Alex adds: “ ‘Fawlty Towers’ really is classic humour at its best. There are such wonderful characters. You’ve got Basil, who is like a coiled spring, and then you’ve got Sybil, who I personally love even though she can be a bit of a nag.”

Both John and Alex agree that the fact there were only 12 episodes ever made of ‘Fawlty Towers’ helped preserve it as 24-carat comedy gold, and they hope audiences will enjoy their time with them from March 3-5.

“There is a high recognition factor with something like ‘Fawlty Towers’,” John continued.

“The DVDs still sell well today and sketches like the one where Basil hits his car with a branch to get it working again still regularly appear on the best comedy moments of all time.’’

Alex adds: “And who could forget ‘Don’t mention the war’.

‘‘One of the episodes we are doing is ‘The Kipper and the Corpse’, where a guest dies and Basil thinks the kippers are to blame,’’ she says.

“Anyone else would ring the emergency services straight away, but not Basil, he hides the man’s body in a wardrobe!”

With John Cleese, Prunella Scales and Andrew Sachs putting in such iconic performances in the TV series, it would be easy for Peter Leperniere, Kate Lester, who is playing Sybil, and John to do carbon copies of the originals, particularly as they are going from the TV scripts rather than a stage adaptation, but Alex said that all three were putting their own unique stamp on the roles. “Peter is a fantastic Basil,” she enthused.

“He’s a similar build to John Cleese, which means he can move around in the same manner, but he has tried to make the part his own. Inevitably the script leads you down certain avenues, but that can’t be helped.

“And Kate is fantastic as Sybil. In the show you get to see ‘the real Kate’ away from the glitz and glamour of her previous roles in the likes of ‘Hello Dolly’.’’

John adds: “Manuel is enormous fun to play. There’s a lovely scene between Basil and Manuel when Basil asks him to put a bet on. I’ll not give too much away though. In the words of Manuel ‘I know nothing’...

“It’s important to us that we don’t just re-create what people saw on TV.’’

The one downfall of bringing ‘Fawlty Towers’ into the realms of theatre is that unlike on TV, where the camera can cut away to scenes to allow sets to be re-arranged, Duns Players don’t have this luxury. But they are remedying the technical obstacles by performing on four separate stages to represent different parts of the hotel.

“What we have done is to take a TV script and tried to work out how it could play out on stage,” John explains.

“Whereas the likes of ‘Allo Allo’ have been performed in the theatre and therefore carry their own stage directions, we have had to make up our own and it has been quite hard work. For example when it comes to learning the script there might be 40 lines but 90 stage directions.

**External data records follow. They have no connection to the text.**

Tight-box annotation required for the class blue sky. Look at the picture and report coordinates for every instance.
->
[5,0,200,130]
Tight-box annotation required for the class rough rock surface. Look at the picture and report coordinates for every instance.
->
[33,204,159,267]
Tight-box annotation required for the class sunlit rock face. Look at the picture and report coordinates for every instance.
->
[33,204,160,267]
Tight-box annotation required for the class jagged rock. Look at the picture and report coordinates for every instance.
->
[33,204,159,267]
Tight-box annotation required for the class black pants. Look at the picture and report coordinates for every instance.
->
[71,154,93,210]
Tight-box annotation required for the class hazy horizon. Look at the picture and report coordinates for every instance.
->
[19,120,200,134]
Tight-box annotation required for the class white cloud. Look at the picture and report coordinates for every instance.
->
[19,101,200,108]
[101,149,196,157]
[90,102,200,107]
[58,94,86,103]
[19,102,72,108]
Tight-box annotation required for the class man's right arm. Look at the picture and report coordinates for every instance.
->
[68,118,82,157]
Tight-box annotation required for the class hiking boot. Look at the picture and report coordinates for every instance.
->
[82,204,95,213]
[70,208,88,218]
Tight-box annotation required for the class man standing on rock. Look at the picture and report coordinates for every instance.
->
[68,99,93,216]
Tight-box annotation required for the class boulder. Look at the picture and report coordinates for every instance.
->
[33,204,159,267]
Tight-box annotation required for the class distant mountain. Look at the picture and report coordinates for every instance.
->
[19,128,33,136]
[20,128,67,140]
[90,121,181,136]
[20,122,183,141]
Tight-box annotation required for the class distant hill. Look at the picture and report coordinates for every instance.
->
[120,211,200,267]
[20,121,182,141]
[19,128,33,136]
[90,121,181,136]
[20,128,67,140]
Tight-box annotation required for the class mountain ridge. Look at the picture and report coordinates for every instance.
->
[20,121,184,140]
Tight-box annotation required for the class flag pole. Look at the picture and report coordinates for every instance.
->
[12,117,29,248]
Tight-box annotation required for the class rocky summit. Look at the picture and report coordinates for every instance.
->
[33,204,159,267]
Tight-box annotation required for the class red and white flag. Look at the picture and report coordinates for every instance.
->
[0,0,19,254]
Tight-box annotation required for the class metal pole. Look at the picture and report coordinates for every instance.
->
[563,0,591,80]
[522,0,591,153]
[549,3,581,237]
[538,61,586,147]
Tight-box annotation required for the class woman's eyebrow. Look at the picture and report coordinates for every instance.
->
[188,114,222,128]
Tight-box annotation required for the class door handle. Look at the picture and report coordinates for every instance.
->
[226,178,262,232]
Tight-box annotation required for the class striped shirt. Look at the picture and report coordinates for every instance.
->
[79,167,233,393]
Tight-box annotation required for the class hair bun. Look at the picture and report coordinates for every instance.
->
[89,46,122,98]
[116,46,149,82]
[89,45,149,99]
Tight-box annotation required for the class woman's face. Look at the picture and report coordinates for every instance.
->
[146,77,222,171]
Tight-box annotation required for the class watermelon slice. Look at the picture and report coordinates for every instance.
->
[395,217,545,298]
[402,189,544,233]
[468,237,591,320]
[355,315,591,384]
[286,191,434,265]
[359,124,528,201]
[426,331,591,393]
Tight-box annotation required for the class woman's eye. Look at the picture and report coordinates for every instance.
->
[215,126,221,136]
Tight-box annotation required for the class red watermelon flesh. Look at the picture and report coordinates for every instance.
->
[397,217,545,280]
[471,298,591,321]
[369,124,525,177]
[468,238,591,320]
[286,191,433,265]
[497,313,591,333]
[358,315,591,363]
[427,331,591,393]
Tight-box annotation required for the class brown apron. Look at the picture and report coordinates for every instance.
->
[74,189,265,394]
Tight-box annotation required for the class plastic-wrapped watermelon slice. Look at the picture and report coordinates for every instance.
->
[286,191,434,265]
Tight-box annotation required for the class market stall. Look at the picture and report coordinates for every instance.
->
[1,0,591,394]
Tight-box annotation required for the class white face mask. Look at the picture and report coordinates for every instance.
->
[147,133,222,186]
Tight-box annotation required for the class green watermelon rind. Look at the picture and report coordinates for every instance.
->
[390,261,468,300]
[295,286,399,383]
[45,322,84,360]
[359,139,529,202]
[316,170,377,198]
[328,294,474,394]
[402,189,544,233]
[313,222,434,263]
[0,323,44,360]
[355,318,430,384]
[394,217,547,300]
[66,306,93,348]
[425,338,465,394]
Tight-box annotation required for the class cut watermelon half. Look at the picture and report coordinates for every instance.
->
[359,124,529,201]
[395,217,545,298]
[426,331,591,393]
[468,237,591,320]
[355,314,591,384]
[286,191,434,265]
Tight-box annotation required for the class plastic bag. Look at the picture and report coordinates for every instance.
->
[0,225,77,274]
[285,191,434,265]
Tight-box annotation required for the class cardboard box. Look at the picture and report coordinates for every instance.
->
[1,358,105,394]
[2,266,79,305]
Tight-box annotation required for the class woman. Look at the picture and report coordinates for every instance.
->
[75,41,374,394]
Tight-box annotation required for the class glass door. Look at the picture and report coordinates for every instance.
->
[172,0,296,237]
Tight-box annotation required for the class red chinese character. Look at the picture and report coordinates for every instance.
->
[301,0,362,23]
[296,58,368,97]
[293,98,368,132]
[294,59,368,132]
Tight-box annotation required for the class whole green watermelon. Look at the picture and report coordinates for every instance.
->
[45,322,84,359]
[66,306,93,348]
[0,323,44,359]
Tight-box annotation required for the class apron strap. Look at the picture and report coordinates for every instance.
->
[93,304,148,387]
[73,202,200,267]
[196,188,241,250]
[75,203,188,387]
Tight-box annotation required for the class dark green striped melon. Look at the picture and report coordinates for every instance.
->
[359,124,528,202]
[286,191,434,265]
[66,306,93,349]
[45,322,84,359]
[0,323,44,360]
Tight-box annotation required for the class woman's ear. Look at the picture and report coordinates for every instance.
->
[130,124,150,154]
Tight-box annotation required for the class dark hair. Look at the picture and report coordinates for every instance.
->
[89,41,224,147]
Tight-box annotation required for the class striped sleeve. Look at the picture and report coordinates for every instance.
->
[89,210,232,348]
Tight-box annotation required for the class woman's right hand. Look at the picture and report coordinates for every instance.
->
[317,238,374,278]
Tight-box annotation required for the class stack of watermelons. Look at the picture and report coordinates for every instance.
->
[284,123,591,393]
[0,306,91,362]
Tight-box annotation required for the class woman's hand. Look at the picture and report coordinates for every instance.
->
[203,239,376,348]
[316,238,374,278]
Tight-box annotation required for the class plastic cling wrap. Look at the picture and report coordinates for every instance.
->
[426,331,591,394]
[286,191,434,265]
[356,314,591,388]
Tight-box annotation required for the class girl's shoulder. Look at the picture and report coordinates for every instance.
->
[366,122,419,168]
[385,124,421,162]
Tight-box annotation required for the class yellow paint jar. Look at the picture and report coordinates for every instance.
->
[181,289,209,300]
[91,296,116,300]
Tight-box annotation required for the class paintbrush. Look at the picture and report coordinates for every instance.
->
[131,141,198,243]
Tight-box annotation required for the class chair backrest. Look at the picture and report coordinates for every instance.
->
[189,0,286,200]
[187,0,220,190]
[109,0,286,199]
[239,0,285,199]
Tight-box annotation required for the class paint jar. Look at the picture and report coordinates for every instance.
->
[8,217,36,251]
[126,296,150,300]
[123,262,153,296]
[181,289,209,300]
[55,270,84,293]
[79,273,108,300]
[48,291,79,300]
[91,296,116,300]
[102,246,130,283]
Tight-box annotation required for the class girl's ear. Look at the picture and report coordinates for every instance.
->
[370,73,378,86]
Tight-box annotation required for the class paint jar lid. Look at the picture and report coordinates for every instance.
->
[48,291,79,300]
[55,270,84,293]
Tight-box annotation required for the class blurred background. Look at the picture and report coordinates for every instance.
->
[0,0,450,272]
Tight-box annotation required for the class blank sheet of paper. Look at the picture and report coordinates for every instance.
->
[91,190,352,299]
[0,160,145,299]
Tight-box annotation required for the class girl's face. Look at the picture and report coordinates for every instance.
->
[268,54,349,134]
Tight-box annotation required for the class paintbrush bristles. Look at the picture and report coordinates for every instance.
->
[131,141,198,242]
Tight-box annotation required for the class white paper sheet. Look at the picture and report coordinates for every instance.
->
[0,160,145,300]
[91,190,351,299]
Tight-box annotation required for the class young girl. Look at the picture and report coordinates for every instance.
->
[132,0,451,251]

“ ‘Fawlty Towers’ relies heavily on actions as well as lines so it’s important we get the directions right,” says Alex. “It’s quite a difficult show to stage and clever lighting will play a part to shift people’s attention to the stage where the action is taking place.”

Although John admits that like other local drama groups, Duns Players have at times found it hard to recruit people to their ranks, there was no shortage of interest for ‘Fawlty Towers’.

“We had a huge response to the auditions; I think it was word of mouth more than anything. For a small group like ourselves it can often be the case that when it comes to shows we’ve got seven roles to fill but only six people to fill them. But fortunately that’s not the case with this play and it’s an absolute pleasure to be involved.”

And although they have yet to welcome their first guests to ‘Fawlty Towers’, Duns Players have already got on eye on their summer production, which will be the first piece of theatre to be staged at the newly renovated Greenlaw Town Hall.

The building isn’t yet open to the public, but the Players are in the diary for June with the Scottish premiere of Peter Durrant’s WW2 drama ‘The Brylcreem Boys’.

The play has a young cast and while young Berwickshire actors are being lined up to fill the British roles, the Players are looking for a young Polish man to play a Polish soldier. The search is on.

•The Duns Players’ fundraising quiz is on Friday, February 18 in the British Legion at 7.30pm.